Объятия моего любимого были сам покой, желанный и сладостный. Но я не была создана для покоя, я осталась чужой покою, ибо чересчур сильно его любила.
Но мой любимый меня не оттолкнул. Он был так же добр со мною, как прежде, и мы могли подолгу сидеть и разговаривать, держась за руки. Когда я приникала к нему и он понимал, что я по нем томлюсь, я видела, что сам он к этому не расположен, что я не возбуждаю в нем ответной страсти, но нередко он все же уступал моему желанию и терпел мою необузданность и мой пыл, которого сам больше не разделял. То, что он уступал мне как бы просто по доброте, было для меня горше всего. И горько было в глубине души против своей воли сознавать, как мало общего доброта имеет с любовью.
Да, он был очень добр со мною, и странно было чувствовать, как тихо ласкает меня его обычно такая сильная рука и как любовь гаснет, умирает в ней, пока она меня ласкает.
Вот так было у нас с ним вплоть до того рокового дня, когда из храма прислали сказать, что я должна туда явиться. Оракул вновь открывал свою службу, и меня ожидали многодневные празднества и огромные толпы пилигримов.
В последний вечер я была в отчаянии и не умела этого скрыть. Он все время спрашивал, отчего я такая, но я не хотела говорить ему, не могла себя заставить. Я рассталась с ним в слезах, в совершенном душевном расстройстве.
На другое утро я достала свой наряд невесты и, не сказавшись отцу, потихоньку вышла из дому и отправилась в Дельфы. Было еще темно, и я зябла под ледяными лучами звезд. Я не любила бога. Я любила другого. Но ему я была не нужна. Я была бесконечно одинока.

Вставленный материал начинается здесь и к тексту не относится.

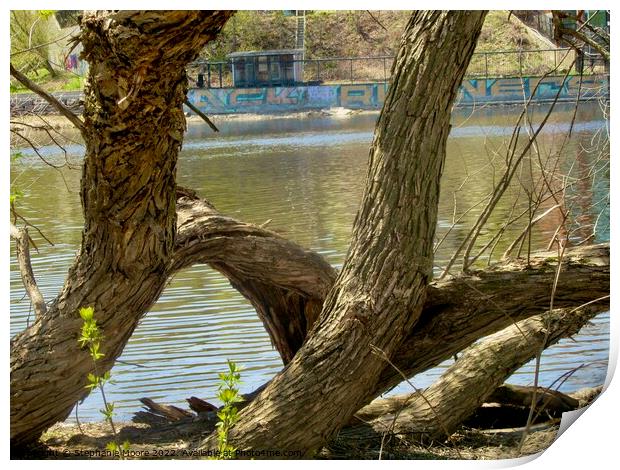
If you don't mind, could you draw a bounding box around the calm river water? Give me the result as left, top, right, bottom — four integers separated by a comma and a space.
10, 104, 609, 420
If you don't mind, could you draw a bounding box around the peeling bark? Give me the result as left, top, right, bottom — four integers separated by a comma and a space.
362, 307, 598, 440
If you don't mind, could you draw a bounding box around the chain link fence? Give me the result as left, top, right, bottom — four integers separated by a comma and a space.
188, 48, 609, 88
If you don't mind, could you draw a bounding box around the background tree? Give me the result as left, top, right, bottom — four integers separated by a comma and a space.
11, 8, 609, 453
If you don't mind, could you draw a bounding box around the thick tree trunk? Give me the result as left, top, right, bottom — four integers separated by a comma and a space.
11, 11, 231, 445
205, 11, 485, 453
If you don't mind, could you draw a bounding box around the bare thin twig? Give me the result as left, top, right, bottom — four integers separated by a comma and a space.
11, 64, 85, 135
11, 224, 47, 317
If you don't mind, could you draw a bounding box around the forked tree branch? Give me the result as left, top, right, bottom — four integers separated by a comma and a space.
11, 64, 85, 134
11, 224, 47, 317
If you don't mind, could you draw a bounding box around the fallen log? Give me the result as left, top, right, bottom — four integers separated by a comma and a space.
169, 188, 609, 402
140, 398, 195, 421
487, 384, 579, 414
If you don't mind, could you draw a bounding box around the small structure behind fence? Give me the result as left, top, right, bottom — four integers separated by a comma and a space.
188, 48, 608, 88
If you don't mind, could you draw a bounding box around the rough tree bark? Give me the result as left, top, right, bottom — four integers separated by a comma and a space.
205, 11, 492, 453
361, 306, 598, 440
11, 11, 231, 445
170, 195, 610, 398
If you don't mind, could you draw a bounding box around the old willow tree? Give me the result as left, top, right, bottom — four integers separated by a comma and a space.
11, 11, 609, 453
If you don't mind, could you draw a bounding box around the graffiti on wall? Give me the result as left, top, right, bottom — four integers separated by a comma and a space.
188, 76, 609, 114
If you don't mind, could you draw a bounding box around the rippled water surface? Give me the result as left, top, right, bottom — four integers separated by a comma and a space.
11, 104, 609, 420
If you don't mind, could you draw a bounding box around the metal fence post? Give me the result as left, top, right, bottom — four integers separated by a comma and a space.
383, 57, 387, 82
484, 52, 489, 78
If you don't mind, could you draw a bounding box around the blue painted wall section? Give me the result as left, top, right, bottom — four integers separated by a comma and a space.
188, 75, 609, 114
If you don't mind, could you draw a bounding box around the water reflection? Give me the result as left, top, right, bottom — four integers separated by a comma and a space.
11, 104, 609, 419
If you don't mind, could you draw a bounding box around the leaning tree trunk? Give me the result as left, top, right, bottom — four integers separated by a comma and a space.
205, 11, 485, 453
11, 11, 231, 445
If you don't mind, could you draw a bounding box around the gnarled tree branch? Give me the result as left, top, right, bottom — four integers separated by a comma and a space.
11, 224, 47, 317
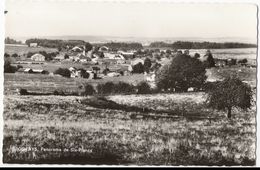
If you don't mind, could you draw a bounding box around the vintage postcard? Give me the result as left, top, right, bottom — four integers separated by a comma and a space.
1, 0, 258, 166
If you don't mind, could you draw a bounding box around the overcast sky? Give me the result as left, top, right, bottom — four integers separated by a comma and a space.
5, 0, 257, 38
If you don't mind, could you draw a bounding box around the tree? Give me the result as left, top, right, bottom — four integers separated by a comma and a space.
204, 50, 215, 68
83, 84, 96, 96
144, 58, 152, 73
136, 81, 151, 94
4, 53, 10, 58
64, 54, 69, 59
155, 54, 207, 92
85, 42, 93, 52
207, 76, 252, 119
12, 53, 18, 58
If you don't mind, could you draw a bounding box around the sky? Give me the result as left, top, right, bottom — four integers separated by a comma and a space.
5, 0, 257, 38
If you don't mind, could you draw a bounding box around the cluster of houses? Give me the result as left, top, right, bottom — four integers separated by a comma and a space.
14, 44, 256, 83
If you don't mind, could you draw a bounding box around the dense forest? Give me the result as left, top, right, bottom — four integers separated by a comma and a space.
150, 41, 257, 49
5, 37, 22, 44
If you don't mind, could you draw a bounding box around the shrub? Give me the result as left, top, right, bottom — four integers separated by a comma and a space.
155, 54, 207, 92
114, 82, 135, 94
136, 81, 152, 94
54, 68, 70, 78
207, 77, 253, 118
97, 82, 115, 94
83, 84, 96, 96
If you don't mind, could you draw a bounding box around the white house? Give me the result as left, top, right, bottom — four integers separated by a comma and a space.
131, 58, 144, 66
31, 53, 45, 61
29, 43, 38, 47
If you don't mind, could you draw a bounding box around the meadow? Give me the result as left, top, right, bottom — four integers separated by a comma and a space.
4, 73, 145, 95
3, 45, 256, 166
3, 93, 256, 166
4, 45, 58, 55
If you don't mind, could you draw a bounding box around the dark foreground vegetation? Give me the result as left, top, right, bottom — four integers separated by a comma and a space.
3, 93, 256, 166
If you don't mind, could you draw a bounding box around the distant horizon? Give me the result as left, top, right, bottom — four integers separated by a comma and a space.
5, 0, 257, 40
5, 35, 257, 45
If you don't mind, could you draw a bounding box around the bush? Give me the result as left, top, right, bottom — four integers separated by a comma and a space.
207, 77, 253, 118
54, 68, 70, 78
114, 82, 135, 94
97, 82, 115, 94
136, 81, 152, 94
83, 84, 96, 96
155, 54, 207, 92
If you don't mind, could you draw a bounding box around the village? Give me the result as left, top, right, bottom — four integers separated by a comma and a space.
5, 40, 256, 90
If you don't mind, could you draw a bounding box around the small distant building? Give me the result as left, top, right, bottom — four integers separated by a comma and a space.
118, 51, 134, 59
54, 54, 65, 61
31, 53, 45, 61
29, 43, 38, 47
214, 59, 227, 67
131, 58, 144, 66
32, 69, 49, 74
17, 68, 33, 73
116, 59, 126, 64
98, 46, 109, 52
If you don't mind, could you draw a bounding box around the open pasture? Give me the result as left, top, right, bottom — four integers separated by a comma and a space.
3, 93, 256, 165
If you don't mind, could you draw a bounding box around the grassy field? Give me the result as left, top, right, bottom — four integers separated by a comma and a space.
4, 45, 58, 55
3, 93, 256, 165
4, 73, 144, 94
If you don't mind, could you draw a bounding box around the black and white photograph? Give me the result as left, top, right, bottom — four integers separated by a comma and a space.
0, 0, 259, 167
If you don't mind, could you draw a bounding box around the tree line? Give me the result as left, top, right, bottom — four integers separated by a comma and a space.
149, 41, 257, 49
102, 42, 143, 51
5, 37, 22, 44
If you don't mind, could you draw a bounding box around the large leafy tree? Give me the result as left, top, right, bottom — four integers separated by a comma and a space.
155, 54, 207, 92
207, 76, 252, 118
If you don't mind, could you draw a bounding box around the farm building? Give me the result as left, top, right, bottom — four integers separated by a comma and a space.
17, 68, 33, 73
214, 58, 227, 67
118, 51, 134, 59
54, 54, 65, 61
32, 69, 49, 74
31, 53, 45, 61
29, 43, 38, 47
98, 46, 109, 52
131, 58, 144, 66
116, 59, 126, 64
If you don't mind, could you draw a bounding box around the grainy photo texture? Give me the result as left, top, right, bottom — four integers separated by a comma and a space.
1, 0, 258, 166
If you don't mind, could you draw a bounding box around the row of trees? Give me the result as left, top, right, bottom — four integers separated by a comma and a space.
153, 54, 253, 118
25, 38, 92, 51
27, 51, 59, 61
103, 42, 143, 51
5, 37, 22, 44
150, 41, 257, 49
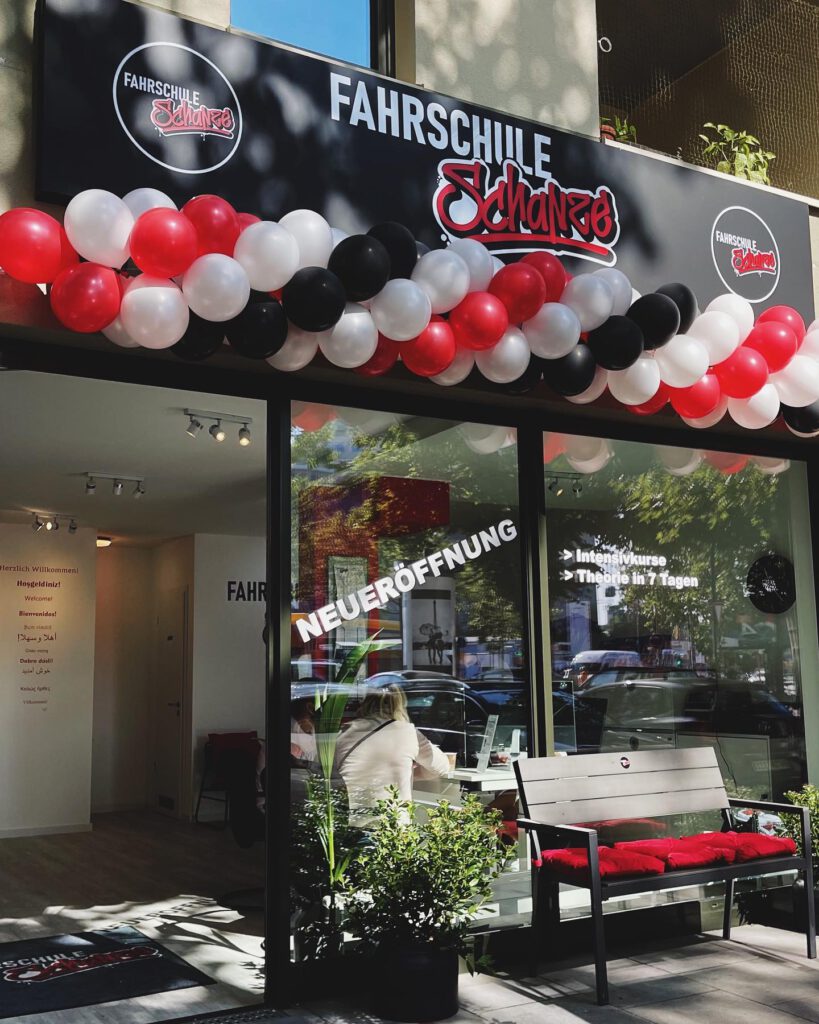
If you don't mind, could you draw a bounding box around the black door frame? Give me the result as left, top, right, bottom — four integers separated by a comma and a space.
0, 330, 819, 1008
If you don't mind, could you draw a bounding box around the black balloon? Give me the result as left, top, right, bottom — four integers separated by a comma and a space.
544, 342, 597, 396
282, 266, 347, 334
170, 312, 224, 362
657, 282, 699, 334
367, 220, 418, 280
328, 234, 390, 302
589, 315, 643, 370
626, 292, 680, 348
780, 401, 819, 434
223, 297, 288, 359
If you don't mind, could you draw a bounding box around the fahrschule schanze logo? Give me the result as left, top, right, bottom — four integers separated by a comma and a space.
113, 43, 242, 174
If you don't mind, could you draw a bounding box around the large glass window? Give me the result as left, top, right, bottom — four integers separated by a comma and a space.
544, 433, 816, 800
291, 402, 529, 958
230, 0, 370, 68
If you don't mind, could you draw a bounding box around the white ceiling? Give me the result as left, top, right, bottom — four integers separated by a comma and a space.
0, 371, 266, 544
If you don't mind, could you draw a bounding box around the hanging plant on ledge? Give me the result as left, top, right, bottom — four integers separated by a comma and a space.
0, 188, 819, 436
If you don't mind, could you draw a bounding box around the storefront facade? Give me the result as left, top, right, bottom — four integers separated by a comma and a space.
2, 0, 819, 1006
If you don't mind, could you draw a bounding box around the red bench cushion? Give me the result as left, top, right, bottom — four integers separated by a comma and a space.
534, 846, 665, 881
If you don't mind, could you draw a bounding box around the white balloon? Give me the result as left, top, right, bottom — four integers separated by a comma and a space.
475, 327, 531, 384
430, 347, 475, 387
595, 266, 634, 316
608, 355, 660, 406
560, 273, 614, 331
278, 210, 333, 270
64, 188, 134, 267
267, 324, 321, 373
523, 302, 580, 359
102, 316, 139, 348
370, 278, 432, 341
448, 239, 494, 292
233, 220, 299, 292
688, 309, 739, 367
657, 444, 702, 476
705, 292, 753, 344
412, 249, 470, 313
458, 423, 509, 455
565, 367, 608, 406
318, 302, 378, 370
654, 334, 709, 387
798, 325, 819, 360
750, 455, 790, 476
728, 381, 779, 430
120, 273, 190, 349
182, 253, 250, 324
566, 436, 614, 473
769, 352, 819, 409
122, 188, 177, 220
680, 395, 728, 430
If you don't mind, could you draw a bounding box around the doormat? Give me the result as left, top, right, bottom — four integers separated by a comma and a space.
0, 927, 215, 1018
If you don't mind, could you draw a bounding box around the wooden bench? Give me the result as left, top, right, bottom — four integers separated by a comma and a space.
515, 746, 816, 1005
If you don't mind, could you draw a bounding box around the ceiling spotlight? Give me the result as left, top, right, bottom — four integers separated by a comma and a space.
185, 416, 202, 437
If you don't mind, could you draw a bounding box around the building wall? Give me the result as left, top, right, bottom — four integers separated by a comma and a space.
413, 0, 600, 137
91, 545, 154, 813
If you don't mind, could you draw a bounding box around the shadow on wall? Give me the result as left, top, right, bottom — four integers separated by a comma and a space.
416, 0, 599, 137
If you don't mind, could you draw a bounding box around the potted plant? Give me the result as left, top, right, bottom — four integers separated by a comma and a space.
345, 791, 508, 1022
699, 121, 776, 185
781, 783, 819, 930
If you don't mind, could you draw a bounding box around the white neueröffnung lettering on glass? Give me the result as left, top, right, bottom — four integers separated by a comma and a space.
296, 519, 518, 643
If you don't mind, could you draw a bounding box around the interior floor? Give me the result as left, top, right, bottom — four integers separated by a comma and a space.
0, 811, 264, 1024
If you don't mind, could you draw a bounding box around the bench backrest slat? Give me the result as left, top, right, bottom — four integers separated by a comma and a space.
515, 746, 728, 824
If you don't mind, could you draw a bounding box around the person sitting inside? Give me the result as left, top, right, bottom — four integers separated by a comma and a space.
335, 685, 449, 827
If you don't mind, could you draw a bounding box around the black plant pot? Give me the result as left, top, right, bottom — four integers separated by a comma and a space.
374, 946, 458, 1024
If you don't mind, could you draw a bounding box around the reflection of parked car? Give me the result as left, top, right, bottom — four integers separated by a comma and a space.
563, 650, 641, 690
363, 670, 528, 766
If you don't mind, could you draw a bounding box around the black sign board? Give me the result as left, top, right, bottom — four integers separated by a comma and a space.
37, 0, 814, 319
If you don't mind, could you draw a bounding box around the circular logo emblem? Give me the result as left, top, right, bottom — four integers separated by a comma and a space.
710, 206, 780, 302
113, 43, 242, 174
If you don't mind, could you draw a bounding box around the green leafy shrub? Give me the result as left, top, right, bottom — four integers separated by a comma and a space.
699, 121, 776, 185
345, 788, 508, 953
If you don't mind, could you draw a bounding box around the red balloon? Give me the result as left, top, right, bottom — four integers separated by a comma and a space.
626, 381, 672, 416
50, 263, 121, 334
182, 196, 241, 256
757, 306, 805, 345
714, 345, 768, 398
544, 433, 566, 466
129, 207, 199, 278
702, 452, 748, 476
449, 292, 509, 349
489, 262, 546, 324
743, 321, 805, 374
399, 316, 458, 377
0, 207, 62, 285
669, 372, 723, 420
355, 334, 399, 377
520, 250, 567, 302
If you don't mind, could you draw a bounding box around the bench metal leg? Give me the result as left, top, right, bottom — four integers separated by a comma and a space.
589, 836, 608, 1007
723, 879, 734, 939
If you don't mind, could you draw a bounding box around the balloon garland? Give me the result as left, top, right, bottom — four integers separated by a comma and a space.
0, 188, 819, 436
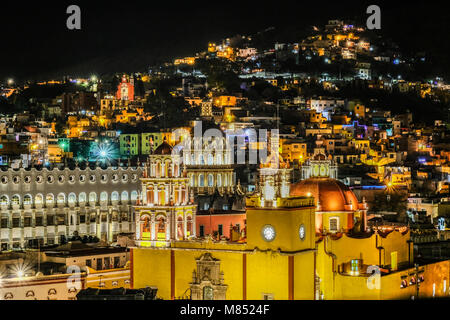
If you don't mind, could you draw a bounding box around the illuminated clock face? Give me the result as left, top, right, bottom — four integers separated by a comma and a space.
320, 165, 327, 177
313, 164, 319, 177
298, 225, 306, 240
261, 225, 276, 241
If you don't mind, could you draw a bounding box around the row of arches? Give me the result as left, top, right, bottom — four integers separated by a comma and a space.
0, 191, 138, 206
184, 153, 230, 166
139, 214, 194, 241
146, 184, 189, 205
190, 173, 231, 187
150, 159, 181, 178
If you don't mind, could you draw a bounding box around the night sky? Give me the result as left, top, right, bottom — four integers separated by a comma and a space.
0, 0, 450, 82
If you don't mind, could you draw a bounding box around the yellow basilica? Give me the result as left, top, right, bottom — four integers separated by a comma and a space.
130, 150, 450, 300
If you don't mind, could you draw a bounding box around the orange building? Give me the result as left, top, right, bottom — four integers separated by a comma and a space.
116, 75, 134, 101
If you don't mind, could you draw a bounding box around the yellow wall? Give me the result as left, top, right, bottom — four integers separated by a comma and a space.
247, 208, 315, 251
132, 249, 171, 299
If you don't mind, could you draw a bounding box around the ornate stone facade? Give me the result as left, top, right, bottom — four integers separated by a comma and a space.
183, 137, 235, 195
0, 167, 142, 250
190, 253, 228, 300
135, 142, 197, 247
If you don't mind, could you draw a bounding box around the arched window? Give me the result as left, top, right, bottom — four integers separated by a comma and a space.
78, 192, 86, 203
56, 193, 66, 204
216, 153, 222, 165
217, 173, 222, 187
89, 192, 97, 204
100, 191, 108, 202
177, 217, 184, 240
120, 191, 128, 201
34, 193, 44, 204
111, 191, 119, 201
208, 153, 214, 166
0, 194, 9, 206
23, 194, 33, 204
141, 215, 151, 239
186, 216, 192, 237
45, 193, 55, 204
11, 194, 20, 205
67, 192, 77, 204
208, 174, 214, 187
156, 216, 166, 241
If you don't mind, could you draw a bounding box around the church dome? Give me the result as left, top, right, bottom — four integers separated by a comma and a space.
153, 141, 172, 156
290, 178, 359, 211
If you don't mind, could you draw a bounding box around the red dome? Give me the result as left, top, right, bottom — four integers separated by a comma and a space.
290, 178, 359, 211
153, 141, 172, 156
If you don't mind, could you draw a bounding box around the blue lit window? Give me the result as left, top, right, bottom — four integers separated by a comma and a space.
351, 260, 359, 272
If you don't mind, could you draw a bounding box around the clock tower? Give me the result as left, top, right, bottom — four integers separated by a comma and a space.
246, 155, 315, 253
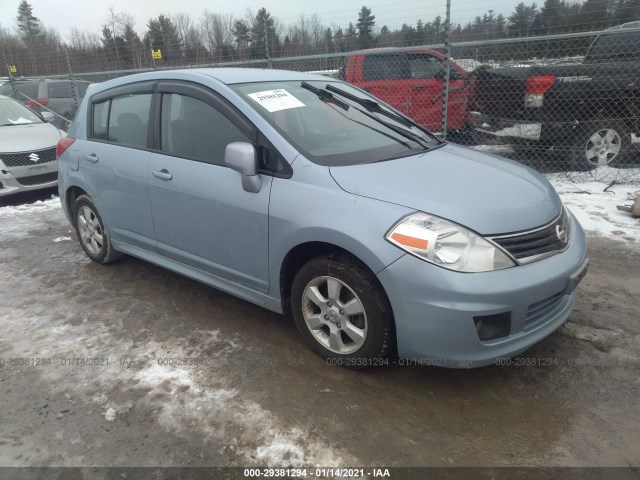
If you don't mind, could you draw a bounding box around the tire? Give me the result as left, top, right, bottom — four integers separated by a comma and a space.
73, 195, 122, 264
570, 119, 632, 171
291, 254, 395, 369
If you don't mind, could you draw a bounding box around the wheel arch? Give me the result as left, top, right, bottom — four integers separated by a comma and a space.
279, 241, 396, 314
64, 185, 91, 227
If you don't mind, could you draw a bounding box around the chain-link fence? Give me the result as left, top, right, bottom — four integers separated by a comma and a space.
0, 22, 640, 183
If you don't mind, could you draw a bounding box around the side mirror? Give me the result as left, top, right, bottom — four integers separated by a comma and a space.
224, 142, 262, 193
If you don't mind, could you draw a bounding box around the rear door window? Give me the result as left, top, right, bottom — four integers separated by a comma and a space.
107, 93, 153, 147
160, 93, 251, 165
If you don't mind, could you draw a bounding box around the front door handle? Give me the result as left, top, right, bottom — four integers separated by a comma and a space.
151, 168, 173, 180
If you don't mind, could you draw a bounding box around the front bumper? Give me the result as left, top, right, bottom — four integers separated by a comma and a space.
470, 112, 542, 141
378, 216, 586, 368
0, 161, 58, 197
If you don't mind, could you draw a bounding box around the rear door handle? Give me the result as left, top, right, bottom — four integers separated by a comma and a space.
151, 168, 173, 180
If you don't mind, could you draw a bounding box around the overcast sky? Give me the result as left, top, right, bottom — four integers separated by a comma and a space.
15, 0, 524, 38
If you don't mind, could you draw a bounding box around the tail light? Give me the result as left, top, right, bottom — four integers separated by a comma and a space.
56, 137, 76, 160
24, 98, 49, 108
524, 75, 556, 108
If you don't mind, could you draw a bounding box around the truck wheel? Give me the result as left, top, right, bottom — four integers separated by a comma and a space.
291, 254, 394, 369
571, 120, 631, 170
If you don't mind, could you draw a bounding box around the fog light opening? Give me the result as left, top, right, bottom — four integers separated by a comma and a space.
473, 312, 511, 342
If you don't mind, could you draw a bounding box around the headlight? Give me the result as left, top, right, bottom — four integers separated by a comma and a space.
386, 213, 516, 272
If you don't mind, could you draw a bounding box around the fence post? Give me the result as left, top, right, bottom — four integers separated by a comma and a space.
2, 52, 20, 99
442, 0, 451, 140
262, 17, 273, 68
64, 47, 80, 110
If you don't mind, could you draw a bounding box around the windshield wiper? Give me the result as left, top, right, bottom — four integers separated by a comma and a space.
300, 82, 349, 110
300, 82, 428, 149
327, 85, 432, 148
326, 85, 413, 127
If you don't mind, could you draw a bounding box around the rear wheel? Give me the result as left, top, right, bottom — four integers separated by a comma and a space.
73, 195, 122, 264
291, 255, 394, 368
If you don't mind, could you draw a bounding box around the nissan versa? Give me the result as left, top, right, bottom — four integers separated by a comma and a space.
57, 69, 588, 368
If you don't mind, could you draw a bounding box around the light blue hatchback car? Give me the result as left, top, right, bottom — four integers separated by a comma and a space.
57, 69, 588, 368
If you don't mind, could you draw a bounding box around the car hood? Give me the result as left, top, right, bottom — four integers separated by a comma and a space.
0, 123, 64, 153
330, 144, 562, 235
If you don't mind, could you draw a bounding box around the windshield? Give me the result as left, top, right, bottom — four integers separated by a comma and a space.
231, 80, 441, 167
0, 98, 43, 127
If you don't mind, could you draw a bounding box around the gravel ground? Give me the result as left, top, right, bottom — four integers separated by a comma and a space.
0, 187, 640, 467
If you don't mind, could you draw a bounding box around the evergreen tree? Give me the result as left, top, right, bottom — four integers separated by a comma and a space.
356, 5, 376, 46
16, 0, 42, 48
251, 7, 280, 58
540, 0, 564, 33
614, 0, 640, 24
509, 2, 538, 37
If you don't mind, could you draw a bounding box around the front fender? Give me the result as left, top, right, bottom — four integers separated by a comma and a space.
269, 160, 413, 298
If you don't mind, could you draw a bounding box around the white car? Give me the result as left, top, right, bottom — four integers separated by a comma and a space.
0, 95, 65, 197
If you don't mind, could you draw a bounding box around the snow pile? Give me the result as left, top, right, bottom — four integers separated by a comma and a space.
0, 197, 66, 240
548, 174, 640, 245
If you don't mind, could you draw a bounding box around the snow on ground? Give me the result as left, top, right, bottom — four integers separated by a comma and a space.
0, 195, 66, 240
547, 174, 640, 246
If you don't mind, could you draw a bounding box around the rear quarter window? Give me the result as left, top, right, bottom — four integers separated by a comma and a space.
49, 82, 73, 98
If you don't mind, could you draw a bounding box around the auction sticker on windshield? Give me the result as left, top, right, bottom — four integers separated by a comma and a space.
248, 88, 305, 112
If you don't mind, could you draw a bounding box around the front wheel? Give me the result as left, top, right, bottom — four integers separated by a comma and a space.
571, 120, 632, 170
291, 255, 394, 368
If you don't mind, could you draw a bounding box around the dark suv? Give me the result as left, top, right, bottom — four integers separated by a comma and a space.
0, 79, 89, 130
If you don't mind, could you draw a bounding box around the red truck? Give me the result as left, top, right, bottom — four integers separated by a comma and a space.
340, 48, 471, 132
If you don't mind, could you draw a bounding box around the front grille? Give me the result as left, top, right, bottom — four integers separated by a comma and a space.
16, 172, 58, 186
525, 292, 565, 327
490, 207, 570, 263
0, 147, 56, 167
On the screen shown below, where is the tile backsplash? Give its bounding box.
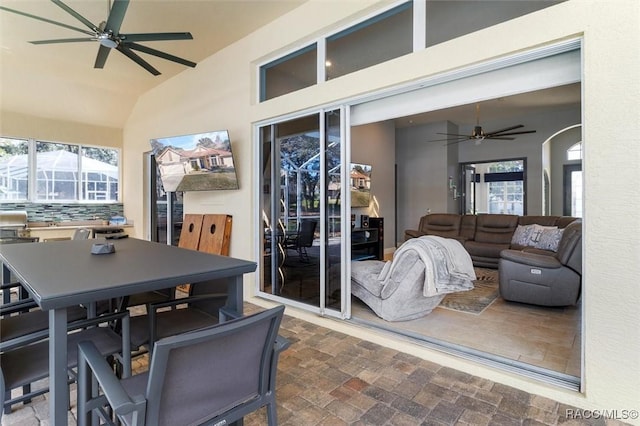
[0,203,124,222]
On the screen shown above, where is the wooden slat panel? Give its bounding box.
[178,214,204,250]
[198,214,233,256]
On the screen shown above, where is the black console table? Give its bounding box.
[351,217,384,260]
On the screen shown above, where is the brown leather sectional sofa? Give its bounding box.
[405,213,576,269]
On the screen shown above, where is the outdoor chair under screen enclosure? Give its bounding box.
[78,306,289,426]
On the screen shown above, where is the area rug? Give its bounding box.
[438,268,498,315]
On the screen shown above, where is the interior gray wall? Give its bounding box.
[547,126,584,216]
[396,107,581,243]
[351,120,396,248]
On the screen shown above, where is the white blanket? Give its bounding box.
[389,235,476,297]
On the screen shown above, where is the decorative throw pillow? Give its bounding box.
[534,228,564,251]
[511,225,535,246]
[526,224,558,247]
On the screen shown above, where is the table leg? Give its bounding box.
[49,308,69,426]
[226,275,244,315]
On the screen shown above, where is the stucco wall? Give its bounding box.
[124,0,640,422]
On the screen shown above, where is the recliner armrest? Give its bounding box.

Спустившись в подземное святилище, я тотчас почувствовала, что он уже здесь — тот, кому я изменила. Его дыхание пахнуло мне в лицо, бурное и дурманящее, он будто тотчас вцепился в меня. Все подземелье было заполнено им, его духом, воздух тяжелый и удушающий. Ядовитые змейки оракула уже выползли и тянулись ко мне своими раздвоенными язычками, а из бездны, что вела в царство мертвых, извергались на меня тошнотворные ядовитые испарения, и, еще не усевшись на треножник, я уже чувствовала себя почти одурманенной ими. Никогда еще не бывало, чтобы я с такою быстротой подпала под его власть, была опустошена, обращена в ничто и наполнилась им, он будто только и ждал минуты, когда сможет наконец обрушиться на меня. Он стиснул мне горло с такою силой, точно хотел меня удушить, дыхание у меня почти остановилось, и из глотки стало вырываться какое-то жуткое шипение. Лишь ужас и страх чувствовала я — никакой легкости, никакой радости, ни на миг. Никогда не испытывала я такой муки, никогда не обходился он со мною так злобно, с такою свирепой яростью, но никогда и не приводил меня напоследок в такой безумный экстаз. Мне потом говорили, что тело мое в исступлении кидалось из стороны в сторону и что мои неистовые крики были слышны даже наверху, в храме. Это было жутко. Но что особенно напугало, ужаснуло меня — это что я в разгар всего происходящего, сквозь все происходящее, слышала, чудилось мне, доносившееся откуда-то издалека глухое грохотание реки. Неужели это могло быть? Неужели я правда его слышала? И отчего именно это вселяло в меня такой страх?
Когда я потом лежала и отдыхала в доме у старухи, ухаживавшей за мною, постепенно приходя в себя после своего ужасного изнеможения, ко мне наведался старичок-прислужник и посидел немного у моей постели. Он тревожился за меня и хотел узнать, как мое самочувствие. Он сказал, что никогда не видел, чтобы лицо мое было так пугающе-страшно, как в этот раз. Это и жрецы тоже заметили и говорили об этом промеж собой. Они были весьма довольны мною, силою моей божественной одержимости. Но от себя он осторожно добавил, что, быть может, мне не следует с таким самоотречением предаваться богу, что бог, конечно же, этого и не требует. Вероятно, на усталом лице моем мелькнула слабая усмешка, когда я, прикрыв глаза, внимала его заботливым словам, хоть он и не заметил этого.
Он говорил о боге. О своем боге. Чему же я усмехалась?
Затем он принялся рассказывать что-то такое про неизвестного человека, который сбежал вниз по лестнице из залы для пилигримов, ворвался в священное подземелье и уставился на меня полными ужаса глазами. Он был, конечно, нездешний, в Дельфах никто бы не решился на такое безумство, зная, что это строжайше запрещено. Жрецы оракула были вне себя, и он, понятно, был тотчас выдворен, выведен за руку храмовым стражем, и никто не знает, какое его теперь ждет наказание, но, возможно, они его и так отпустили.